Stop. You’re overworking the machine and under-specifying the problem.

The most effective bridge between your brain and an LLM isn’t a descriptive paragraph; it’s the raw, ugly output of a failing test. When you give an AI the permission to fail—and the specific error message to fix—you stop being a "prompt engineer" and start being a director.

The Lazy (But Correct) Workflow

I’ve found that the more I try to "explain" the logic to an AI, the more it hallucinates some generic boilerplate it saw on StackOverflow in 2019. Instead, I’ve started using a "Narrow Bridge" approach.

1. Write a test that defines the outcome.
2. Watch it fail.
3. Feed the LLM the failing test and the current implementation.
4. Tell it: "Make this test pass. Change nothing else."

Let's look at a concrete example. Say I'm building a simple parser for a messy configuration string.

# test_parser.py
def test_extract_api_key():
    raw_input = "DEBUG=true; API_KEY=secret_123; TIMEOUT=30"
    assert extract_api_key(raw_input) == "secret_123"

def test_extract_api_key_missing():
    assert extract_api_key("DEBUG=false") is None

The initial code is just a placeholder because I'm lazy and haven't finished my coffee yet:

# config_utils.py
def extract_api_key(text):
    return "" 

Run pytest, and you get the red text. Instead of explaining the regex I want or the edge cases I’m worried about, I copy that failure message and the code into the LLM.

The Prompt:
*"Here is my code and the failing test output. Fix extract_api_key so the tests pass."*

Why This Works

When you give an AI a broad instruction ("Write a feature that parses strings"), it has infinite directions to go. It might add logging you don't need, use a library you haven't installed, or handle edge cases you don't care about yet.
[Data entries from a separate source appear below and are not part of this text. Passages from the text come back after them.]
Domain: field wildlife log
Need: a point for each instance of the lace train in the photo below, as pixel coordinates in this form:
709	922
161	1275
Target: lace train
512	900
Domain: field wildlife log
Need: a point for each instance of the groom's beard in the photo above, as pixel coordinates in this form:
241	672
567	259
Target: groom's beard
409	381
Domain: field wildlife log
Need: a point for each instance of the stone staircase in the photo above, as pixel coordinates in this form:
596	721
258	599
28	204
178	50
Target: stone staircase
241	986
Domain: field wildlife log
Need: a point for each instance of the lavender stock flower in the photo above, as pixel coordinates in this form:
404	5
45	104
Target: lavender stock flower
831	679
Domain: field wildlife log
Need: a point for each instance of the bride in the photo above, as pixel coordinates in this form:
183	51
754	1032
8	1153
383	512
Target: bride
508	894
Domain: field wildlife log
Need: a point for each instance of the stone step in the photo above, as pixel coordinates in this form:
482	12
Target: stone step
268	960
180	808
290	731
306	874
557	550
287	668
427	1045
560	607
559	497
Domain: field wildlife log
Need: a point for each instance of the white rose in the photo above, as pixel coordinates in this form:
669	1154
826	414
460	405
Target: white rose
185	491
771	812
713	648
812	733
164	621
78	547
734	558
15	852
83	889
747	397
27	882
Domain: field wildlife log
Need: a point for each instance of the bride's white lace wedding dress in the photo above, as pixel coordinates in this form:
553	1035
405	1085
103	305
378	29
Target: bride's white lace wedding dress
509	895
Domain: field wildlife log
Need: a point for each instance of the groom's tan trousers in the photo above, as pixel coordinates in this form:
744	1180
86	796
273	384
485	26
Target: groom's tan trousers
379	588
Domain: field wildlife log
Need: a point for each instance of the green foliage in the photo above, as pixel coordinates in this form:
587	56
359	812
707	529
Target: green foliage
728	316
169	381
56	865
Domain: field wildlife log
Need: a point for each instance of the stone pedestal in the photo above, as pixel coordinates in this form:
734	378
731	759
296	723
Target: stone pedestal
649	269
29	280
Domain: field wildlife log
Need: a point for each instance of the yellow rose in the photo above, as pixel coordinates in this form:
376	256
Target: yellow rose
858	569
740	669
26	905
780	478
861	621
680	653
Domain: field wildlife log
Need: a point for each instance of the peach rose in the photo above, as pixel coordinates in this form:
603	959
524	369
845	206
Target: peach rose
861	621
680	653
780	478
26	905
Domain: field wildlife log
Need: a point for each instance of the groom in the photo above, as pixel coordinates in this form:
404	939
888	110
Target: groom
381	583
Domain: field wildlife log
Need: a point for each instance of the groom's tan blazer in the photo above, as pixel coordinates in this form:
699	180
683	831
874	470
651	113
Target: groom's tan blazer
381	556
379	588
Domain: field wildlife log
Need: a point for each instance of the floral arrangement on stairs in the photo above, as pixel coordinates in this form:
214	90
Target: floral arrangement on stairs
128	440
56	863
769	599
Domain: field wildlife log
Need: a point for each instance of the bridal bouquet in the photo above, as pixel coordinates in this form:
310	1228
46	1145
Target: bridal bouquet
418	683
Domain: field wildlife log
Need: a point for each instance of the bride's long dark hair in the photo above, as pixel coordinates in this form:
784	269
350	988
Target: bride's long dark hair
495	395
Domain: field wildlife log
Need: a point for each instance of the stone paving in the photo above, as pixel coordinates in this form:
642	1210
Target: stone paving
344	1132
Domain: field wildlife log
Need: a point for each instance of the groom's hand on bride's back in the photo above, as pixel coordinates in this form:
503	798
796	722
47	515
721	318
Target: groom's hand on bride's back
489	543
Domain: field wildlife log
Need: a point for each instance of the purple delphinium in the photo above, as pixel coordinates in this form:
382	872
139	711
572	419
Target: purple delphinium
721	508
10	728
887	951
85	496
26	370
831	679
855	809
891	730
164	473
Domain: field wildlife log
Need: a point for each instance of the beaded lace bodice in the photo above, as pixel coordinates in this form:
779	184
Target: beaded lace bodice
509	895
When you give it a failing test, you’ve narrowed the bridge. The AI now has a clear definition of "done." It’s no longer guessing what "good" looks like; "good" is when the test runner stops complaining.

I’ve noticed that LLMs are surprisingly good at logic when they are constrained. If you give them 1,000 lines of context, they get lost in the woods. If you give them 10 lines of code and 5 lines of a stack trace, they become surgical.

The "Permission to Fail" Mindset

A lot of developers get frustrated because the AI doesn't write perfect code on the first try. My secret? I expect it to fail.

I’ll take the first response the AI gives me, even if I suspect it’s slightly off, and I’ll run it against the tests. If it fails, I don't argue with the AI. I don't say, "You forgot the semicolon." I just copy the *new* error message and throw it back.

"Still failing. Here's the new error: IndexError: list index out of range."

This creates a tight loop.
1. Human: Sets the goal (The Test).
2. AI: Attempts the solution.
3. Compiler/Test Runner: Provides the feedback.

The "Bridge" is the error message. It’s the objective truth that exists between your intent and the AI’s hallucination.

A Gotcha: The Green Bar Trap

There is a danger here. If you’re not careful, the AI will "cheat." It might hardcode a return value just to make your specific test pass, like a cheeky student trying to get out of class early.

# The AI's "lazy" fix
def extract_api_key(text):
    if "secret_123" in text:
        return "secret_123"
    return None

This is why the bridge needs to be narrow, but the tests need to be robust. If the AI "cheats," you don't fix the code—you write another test that proves the cheat is invalid.

I recently had an AI try to parse JSON with regex (don't ask). Instead of lecturing it on why that’s a sin, I just wrote a test case with nested objects that I knew regex would choke on. I ran the test, it failed, and I handed the failure back to the AI. Only then did it "realize" it should probably just use json.loads().

Stop Talking, Start Testing

The next time you're staring at a blank prompt, try to stop describing what you want. Write a failing test instead. It forces you to actually think through the requirements, and it gives the AI a target it can actually hit.

The goal isn't to get the AI to write the feature. The goal is to get the test runner to show a green bar. The AI is just the quickest path across that bridge.